Thanks all for the replies.
So I did a leakdown test. Couldn't hear anything escaping.
Went ahead and replaced two more shims to bring them into spec. Just turned the bike over and the ticking is worse.
I think I may have figured out part of it though. Whenever I inspect the clearance on the suspect valve I get different measurements depending on where the lobe is pointed.
If I point the lobe how the manual says, away from the bucket, I get too tight of a clearance which points to replacing the shim. IF though I take the measurement with the lob pointing just off in either direction I get the correct clearance.
When it cools I plan to tear it down again (I am getting VERY good at this valve shim job....) and checking my theory as well as the cam lobe itself.
Would there be any good hints? Discoloration or anything like that?
Also, any tips for diagnosing an exhaust tick? I think it's contributing to the noise slightly.
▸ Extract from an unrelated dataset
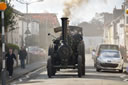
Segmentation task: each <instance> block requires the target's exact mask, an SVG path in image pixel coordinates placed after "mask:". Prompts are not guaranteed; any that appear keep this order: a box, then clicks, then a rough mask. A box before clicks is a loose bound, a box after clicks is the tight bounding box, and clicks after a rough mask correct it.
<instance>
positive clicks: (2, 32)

Kawasaki changed their cam positioning methodology over the years. I prefer the method they adopted for the later year 1000/1100 engines, which incidentally happens to match the Suzuki GS method, which employs a very similar engine configuration. With this method you position the cams such that valves are adjusted in adjacent pairs where both are on their base circle. This method is simple and foolproof, and assures the adjacent valve isn't depressed and pushing up on the cam, skewing it in the journal clearance.
The method as detailed in manuals like Clymers is just flat out wrong.